Didn’t sound disrespectful at all. I just really thought I understood what exactly deduplication was. I thought that all chunks of a file were scrambled with the hash of the file, changing just one bit would radically change the hash and then it would change the chunk once encrypted.
Some more reading to do, I guess you can’t figure out 7 years of a man work in two weeks
It does. The thing is though, if you change a small thing in what becomes the first chunk, and that changes how the rest of the file is divided (chunked), the chunks all hash out differently. As I recall, the chunks are stored according to their hash, so they’d all change.
If your file change doesn’t affect how the file breaks up, the change will only affect that chunk and the one that it is used to hash. So you’d retain most of the dedup but loose some of it.
There are two separate questions in this thread: (1) the de-duplication process, and (2) recognizing files for payment.
Files less than 1KB are currently stored in the DataMap itself (so with the directory metadata), and as such are not de-duplicated. Files larger than 1KB are split into a minimum of 3 chunks, where each chunk has a maximum size of 1MB. The encryption keys for each chunk are the unencrypted hashes of the prior two chunks (with modulus).
If a single bit was flipped on a file larger than 1KB, at minimum 3 chunks are changing due to the encryption process. So in a 100GB, if one bit was changed, 3MB of data are definitely uploaded, and the rest may be uploaded (when uploading occurs is whole other discussion). The user will only need enough SafeCoin for storing 3MB of data.

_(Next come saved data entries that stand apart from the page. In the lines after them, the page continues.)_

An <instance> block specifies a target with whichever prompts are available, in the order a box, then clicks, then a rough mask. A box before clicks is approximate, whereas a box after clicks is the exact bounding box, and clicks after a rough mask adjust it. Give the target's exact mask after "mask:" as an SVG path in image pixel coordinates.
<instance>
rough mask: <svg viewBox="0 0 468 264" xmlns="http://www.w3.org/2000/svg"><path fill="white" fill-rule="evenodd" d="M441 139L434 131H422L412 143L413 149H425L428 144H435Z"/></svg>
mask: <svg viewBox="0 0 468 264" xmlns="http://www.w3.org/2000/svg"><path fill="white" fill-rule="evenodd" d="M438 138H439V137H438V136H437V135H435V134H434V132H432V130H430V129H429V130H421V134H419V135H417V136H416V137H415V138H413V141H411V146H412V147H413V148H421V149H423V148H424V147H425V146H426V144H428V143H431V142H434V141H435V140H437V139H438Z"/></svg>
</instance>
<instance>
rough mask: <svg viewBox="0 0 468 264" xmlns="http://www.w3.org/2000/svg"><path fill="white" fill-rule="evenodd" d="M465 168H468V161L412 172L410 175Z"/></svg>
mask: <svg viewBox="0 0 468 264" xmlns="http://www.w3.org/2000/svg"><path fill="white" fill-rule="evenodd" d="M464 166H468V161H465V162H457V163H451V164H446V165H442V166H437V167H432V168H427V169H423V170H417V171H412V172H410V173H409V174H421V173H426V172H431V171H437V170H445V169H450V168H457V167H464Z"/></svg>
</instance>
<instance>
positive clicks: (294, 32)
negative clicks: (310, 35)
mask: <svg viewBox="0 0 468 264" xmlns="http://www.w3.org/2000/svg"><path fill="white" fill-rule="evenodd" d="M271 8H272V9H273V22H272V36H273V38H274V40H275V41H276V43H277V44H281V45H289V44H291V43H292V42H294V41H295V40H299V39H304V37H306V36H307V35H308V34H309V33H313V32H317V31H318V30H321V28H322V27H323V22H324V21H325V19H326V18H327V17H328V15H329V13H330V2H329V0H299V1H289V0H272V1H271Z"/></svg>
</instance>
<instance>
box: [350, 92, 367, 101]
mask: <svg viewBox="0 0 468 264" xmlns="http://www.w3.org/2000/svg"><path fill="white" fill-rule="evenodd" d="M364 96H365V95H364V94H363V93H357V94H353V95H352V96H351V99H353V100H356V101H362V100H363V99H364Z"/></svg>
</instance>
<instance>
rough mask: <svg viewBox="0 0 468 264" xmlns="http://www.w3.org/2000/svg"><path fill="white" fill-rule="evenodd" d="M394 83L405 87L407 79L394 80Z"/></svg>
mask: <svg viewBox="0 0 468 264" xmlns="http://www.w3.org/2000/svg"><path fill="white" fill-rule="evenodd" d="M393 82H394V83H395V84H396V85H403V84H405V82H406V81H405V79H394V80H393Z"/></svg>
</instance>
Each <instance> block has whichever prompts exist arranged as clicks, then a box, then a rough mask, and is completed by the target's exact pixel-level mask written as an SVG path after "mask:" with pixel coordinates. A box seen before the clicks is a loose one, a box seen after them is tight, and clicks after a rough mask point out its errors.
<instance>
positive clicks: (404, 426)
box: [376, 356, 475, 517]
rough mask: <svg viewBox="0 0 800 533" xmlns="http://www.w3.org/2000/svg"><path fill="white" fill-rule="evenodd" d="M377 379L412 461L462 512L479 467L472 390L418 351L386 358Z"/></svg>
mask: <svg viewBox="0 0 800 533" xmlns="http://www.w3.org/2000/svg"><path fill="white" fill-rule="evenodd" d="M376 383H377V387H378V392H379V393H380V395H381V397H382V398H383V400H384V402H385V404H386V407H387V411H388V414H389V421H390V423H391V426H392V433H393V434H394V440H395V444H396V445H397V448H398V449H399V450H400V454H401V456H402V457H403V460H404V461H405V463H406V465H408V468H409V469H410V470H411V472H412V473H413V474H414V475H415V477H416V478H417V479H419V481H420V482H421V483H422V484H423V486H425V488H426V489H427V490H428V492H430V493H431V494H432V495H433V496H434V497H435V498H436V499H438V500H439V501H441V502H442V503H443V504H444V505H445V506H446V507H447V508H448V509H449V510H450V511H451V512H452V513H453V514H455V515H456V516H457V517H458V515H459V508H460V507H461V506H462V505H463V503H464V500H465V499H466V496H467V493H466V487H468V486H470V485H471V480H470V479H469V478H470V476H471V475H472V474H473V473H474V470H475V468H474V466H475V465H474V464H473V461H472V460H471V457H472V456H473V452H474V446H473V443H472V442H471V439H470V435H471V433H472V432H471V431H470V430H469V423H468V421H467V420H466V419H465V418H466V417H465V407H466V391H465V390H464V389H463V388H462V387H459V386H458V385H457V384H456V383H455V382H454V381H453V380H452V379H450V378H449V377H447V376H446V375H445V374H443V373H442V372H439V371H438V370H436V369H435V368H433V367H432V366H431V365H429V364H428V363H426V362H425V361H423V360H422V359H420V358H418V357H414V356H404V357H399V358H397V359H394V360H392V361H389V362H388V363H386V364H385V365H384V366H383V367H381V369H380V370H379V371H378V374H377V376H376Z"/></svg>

However, as @fergish mentioned, if bit(s) were removed or added to the first chunk, then it will likely change all of the chunks. This is not guaranteed though, because patterns in data could leave some chunks identical.
As for payment for accessing files, I’m not sure about those details, and whether they’ve even been completely finalized. Its likely this will happen at the chunk level because there are no references to files on the network (no i-nodes) - which is yet another long discussion. In other words, the algorithm would likely be “anytime these chunks are requested, notify X”. I think this is still open for discussion; I can’t think of where its implemented currently.
I would expect any chunk that matches, even if that chunk comes from different files, would be pointed to by multiple tables but would only be stored once. Just a guess, but I ‘think’ that is how true dedup would function.
I think you are right, and this would answer my previous question about what is happening to old chunks. They would remain there because the vaults won’t know if they are part of anyone else’s file or not.
Correct, this was discussed in another post. Its difficult to know whether anyone is still pointing to the chunk, and simultaneously store nothing that can be user identifiable with the chunk. David has some thoughts on this, but I’m not sure if its something that will make it by launch.
Also - files on the network are stored with a version history, but that history will have a hard limit. So if a file is deleted, eventually it is possible that nothing is pointing to it.
Its mainly for application developers, and its unlikely end-users will see this very often (although this will depend on the application). The advantage is that the developer can say “replace this version of the document”. If multiple computers are trying to modify the same document at the same time, only one will “win”, the other(s) will get an error. The previous versions can still be retrieved if the developer needs to inspect differences between versions and try to re-commit the desired changes.